Running in the dark and only being able to see the snow on the path ahead glowing in the moonlight made me constantly nervous of losing concentration and ending up very wet.
Well I managed to get home without falling in the river, but I'm not sure I'll try it again without trail shoes as it was pretty damn slippy.
At least on Saturday we'll be running in daylight, double summer time can't come in soon enough..
Speed training
If you're feeling masochistic, try this pyramid I came up with yesterday. You do speed sets of 30s, 1m, 2m, 3m, 3m, 2m, 1m, 30s. On the way up the pyramid you take as much rest (jogging) as you've just run. On the way down you take as much rest as you're about to run. Throw in 10mins warm up and cool down at either end and you've got a good 43 minute session.
If you're not feeling masochistic, I came up with another (probably non-novel) idea, whilst doing the stupid pyramid scheme: - it seems like speed training would be more fun if it were more like speed dating. Perhaps you would warm up, go and look at some training for a minute, and then decide it wasn't for you. Repeat 5 or so times and then go to the pub.
Hills, Curry and Woodfords Wherry
Great Shelford hill training with a warm up to Scotstsdale's garden centre - 5.5 miles of high altitude Cambridgeshire. Does training get tamer than this?Stuart's marathon plan required 5 miles of gratuitous knee wear. Both of us being bored with treadmills we thought we'd try out one of the (only?) available hills in Cambridgeshire. Rachel had to "entertain clients". Hermione was "on a marketing course". Ankle deep in excuses, Stuart and I were on our own.

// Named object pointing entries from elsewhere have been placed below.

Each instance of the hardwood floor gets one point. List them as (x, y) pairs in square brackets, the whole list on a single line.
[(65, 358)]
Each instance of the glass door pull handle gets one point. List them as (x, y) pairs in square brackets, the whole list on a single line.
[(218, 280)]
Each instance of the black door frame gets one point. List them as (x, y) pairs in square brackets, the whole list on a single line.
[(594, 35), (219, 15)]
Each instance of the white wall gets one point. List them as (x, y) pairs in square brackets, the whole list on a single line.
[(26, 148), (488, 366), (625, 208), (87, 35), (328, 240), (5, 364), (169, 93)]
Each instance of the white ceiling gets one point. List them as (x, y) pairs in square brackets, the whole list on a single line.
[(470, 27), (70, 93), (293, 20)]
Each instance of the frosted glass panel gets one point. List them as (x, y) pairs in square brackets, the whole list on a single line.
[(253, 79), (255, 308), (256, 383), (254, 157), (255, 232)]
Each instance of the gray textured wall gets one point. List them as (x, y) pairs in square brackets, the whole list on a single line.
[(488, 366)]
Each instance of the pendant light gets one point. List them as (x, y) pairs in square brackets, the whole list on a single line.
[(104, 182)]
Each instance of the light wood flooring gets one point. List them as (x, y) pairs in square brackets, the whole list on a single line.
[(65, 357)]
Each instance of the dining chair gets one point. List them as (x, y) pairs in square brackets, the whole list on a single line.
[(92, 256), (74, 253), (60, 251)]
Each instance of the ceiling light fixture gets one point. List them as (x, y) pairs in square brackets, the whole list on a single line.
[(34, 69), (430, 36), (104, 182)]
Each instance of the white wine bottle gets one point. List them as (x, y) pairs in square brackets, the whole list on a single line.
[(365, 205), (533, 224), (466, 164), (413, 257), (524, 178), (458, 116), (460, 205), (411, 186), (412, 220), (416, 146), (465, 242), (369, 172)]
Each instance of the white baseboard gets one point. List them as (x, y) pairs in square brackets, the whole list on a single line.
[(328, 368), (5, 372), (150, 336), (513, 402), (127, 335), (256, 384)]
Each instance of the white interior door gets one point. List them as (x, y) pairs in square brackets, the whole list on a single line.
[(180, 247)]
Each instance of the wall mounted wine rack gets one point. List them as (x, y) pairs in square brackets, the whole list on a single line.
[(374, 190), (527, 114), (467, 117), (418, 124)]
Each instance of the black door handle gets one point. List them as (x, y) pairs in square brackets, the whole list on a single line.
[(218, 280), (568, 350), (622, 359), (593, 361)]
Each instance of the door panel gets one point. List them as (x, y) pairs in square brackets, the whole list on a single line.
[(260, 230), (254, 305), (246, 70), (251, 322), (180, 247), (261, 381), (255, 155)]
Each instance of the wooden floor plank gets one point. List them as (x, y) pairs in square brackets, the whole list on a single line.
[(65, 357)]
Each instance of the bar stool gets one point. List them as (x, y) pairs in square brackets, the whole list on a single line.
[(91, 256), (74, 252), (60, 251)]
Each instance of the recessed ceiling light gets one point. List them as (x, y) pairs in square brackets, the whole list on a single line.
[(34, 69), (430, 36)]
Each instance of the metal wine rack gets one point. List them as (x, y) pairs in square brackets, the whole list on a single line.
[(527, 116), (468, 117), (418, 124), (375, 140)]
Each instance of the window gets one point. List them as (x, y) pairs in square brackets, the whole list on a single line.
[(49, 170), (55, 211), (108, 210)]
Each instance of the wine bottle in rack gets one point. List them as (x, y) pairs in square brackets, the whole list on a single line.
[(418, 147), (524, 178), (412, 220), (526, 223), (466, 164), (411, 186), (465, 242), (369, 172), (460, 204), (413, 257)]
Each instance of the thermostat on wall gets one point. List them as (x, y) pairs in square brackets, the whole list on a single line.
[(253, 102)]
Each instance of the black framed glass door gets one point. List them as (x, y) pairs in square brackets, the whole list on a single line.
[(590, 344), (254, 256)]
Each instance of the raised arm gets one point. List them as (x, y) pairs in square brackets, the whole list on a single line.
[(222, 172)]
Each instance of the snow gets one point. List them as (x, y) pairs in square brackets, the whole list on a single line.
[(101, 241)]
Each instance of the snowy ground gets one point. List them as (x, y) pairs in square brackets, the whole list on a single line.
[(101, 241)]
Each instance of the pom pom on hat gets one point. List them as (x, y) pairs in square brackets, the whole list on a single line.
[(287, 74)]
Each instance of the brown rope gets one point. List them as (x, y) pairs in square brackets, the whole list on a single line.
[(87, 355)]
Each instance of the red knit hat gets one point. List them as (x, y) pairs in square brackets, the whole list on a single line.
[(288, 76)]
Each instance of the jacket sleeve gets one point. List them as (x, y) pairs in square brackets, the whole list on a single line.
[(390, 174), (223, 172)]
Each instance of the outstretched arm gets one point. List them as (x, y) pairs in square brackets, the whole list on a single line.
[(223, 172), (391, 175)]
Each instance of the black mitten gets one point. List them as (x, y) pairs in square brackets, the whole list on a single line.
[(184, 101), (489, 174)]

Given the severity of the expedition we had carefully scoped out an emergency recovery facility -
The Railway Tavern - convieniently situated on the return leg of Hinton way.
So on Thursday night at about 7.30pm we set out to storm the South West and North East ascents of "Hinton Way". It rises from 15m to >45m at the summit. We stormed the summit twice, just to check it was really there.
Our planning prudence was entirely justified. We got very thirsty. The Woodfoords Wherry and Thai food afterwards at the Railway Tavern was just what was needed.
What we learned:- We learned that treadmills could benefit from being sited near to well selected pubs
- The ropes we took weren't necessary - you can be too careful
- And the hills? we can handle hills.
By God ! ..... I've finally figured-out how to hack into the old blog.
I kept getting sucked into some sort of parallel universe, (a new Google based blog space perhaps ?). If it was a vision of the future, the bad news is that all evidence of our existence has been erased... it was horrible !
The weather down here has been a bit crazy lately .. very hot, very dry, lots of enormous
bush fires ..... its apparently all Al Gore's fault. Australians are currently very upset because the
government is telling them they will have to start drinking their own (recycled) effluent.... not likely ! Most agree that the solution is obvious .... more beer !
Paris looms large, and I can tell that I haven't been doing enough running because I have far too many toe nails (9). Hope to go for a quick run tonight, but Sydney is so damned hilly (remember hills ?). Its really hard to find a flat course, and hills make me a bit weepy so I end-up running round and round Centennial Park (n x 3.7km = ?). After about 3 laps it gets very boring.